When I was younger and would get it my old family doctor would give me a cortizone injection and on my way I would be, perfectly healthy within hours. This time around I had it worse than I have ever had it in my life. I was covered from head to toe - scalp, torso, extremities, breasts, and even other places I need not mention. I had large size of a silver dollar, raised 1 inch blisters on my arms and legs.
I contacted the doctor's office after day 5 of taking the steroids but they said that there was nothing else I could do and that the Prednisone would eventually kick in. Needless to say the Prednisone did nothing. Took a month and a half for it to go away. Luckily I only have a few scars from the blisters. A few weeks after I came down with it, my husband got it in his eye, which I have read is quite seroius.
We were on vacation when it happened and thus had to go to a small seasonal medical office. The doctor gave him the injection and it was gone with 5 hours. The doctor actually joked with me about still having the poison ivy and that I should have just been given the shot. My question is this - have doctors moved away from giving the cortisone or other steroid injection?
Or is just that some doctors prefer the oral and others the injection? I am not pregnant and do not suffer from any type of medical condition which I understand can affect a doctor's decision to give the injection.
I recently worked in family practice, but I can only speak for our office. Jun 30, '12 by dustydm I have to say that in the past I have always been given the shot for my allergy reactions and it has always worked but 4 weeks ago I got a terrible case of poison ivy and after 2 weeks of home treatment I went to the doctor and received a steroid shot.
As usual I was told to give it 24 hours to start seeing results, but after 72 hours of seeing no improvement in-fact it got worse my doctor prescribed the oral Prednisone pills. I have been on them for 3 days not. I am starting to see many spots drying up, which is a good sign but I am also seeing new spots show up.
I am not sure if the new spots are due to a reintroduction to the ivy possibly from my cat or if the spots were already there and I didn't notice them. I just wanted to say that no matter the treatment each person will react differently. Shots usually work for me but this time it didn't. Hopefully the pills will continue to work and that I after my yard is treated for the 3rd time and my cat receives her 4th bath we will no longer have any residual Poison Ivy oils to possibly cause more reactions.
Both of my kids and husband are immune, which is a blessing. Jun 30, '12 by Lynx Jun 30, '12 by JustBeachyNurse. Agree hopefully since this thread was started in , nearly 10 and a half years ago the original poster's condition has since resolved. Otherwise, as per the terms of service of this site that we all agreed to when we signed up " You agree NOT to seek medical or legal advice.
You agree NOT to offer medical or legal advice.

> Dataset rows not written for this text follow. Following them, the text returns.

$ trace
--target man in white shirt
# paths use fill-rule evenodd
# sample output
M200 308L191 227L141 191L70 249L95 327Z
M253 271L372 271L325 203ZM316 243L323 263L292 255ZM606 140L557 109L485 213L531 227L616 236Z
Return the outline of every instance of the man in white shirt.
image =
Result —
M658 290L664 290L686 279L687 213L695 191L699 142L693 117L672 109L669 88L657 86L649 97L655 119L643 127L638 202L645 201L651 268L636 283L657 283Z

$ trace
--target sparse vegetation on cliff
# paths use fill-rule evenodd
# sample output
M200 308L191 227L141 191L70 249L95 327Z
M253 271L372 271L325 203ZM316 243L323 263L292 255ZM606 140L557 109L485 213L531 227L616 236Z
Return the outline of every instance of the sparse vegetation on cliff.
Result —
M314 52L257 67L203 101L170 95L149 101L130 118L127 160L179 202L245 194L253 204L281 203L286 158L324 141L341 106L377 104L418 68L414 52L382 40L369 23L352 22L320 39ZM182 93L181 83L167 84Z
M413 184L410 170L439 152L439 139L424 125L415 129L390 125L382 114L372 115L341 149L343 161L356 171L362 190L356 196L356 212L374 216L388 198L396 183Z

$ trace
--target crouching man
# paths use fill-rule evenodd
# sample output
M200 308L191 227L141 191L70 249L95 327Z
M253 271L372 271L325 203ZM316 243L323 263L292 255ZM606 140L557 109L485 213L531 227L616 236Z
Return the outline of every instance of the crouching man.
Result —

Any requests for such will be taken down. If you have a medical problem, please seek attention from your health care provider. You are not allowed to ask for medical advice related to a health situation that affects you, a family member, or someone you know. We have no way of knowing your medical history, visualizing your rash please! All of these questions and concerns really need to be directed to your treating physician or other licensed healthcare practitioner.
Must Read Topics 4 Ways to prevent this med error. An Era Gone By. Being a Mom and a Nurse.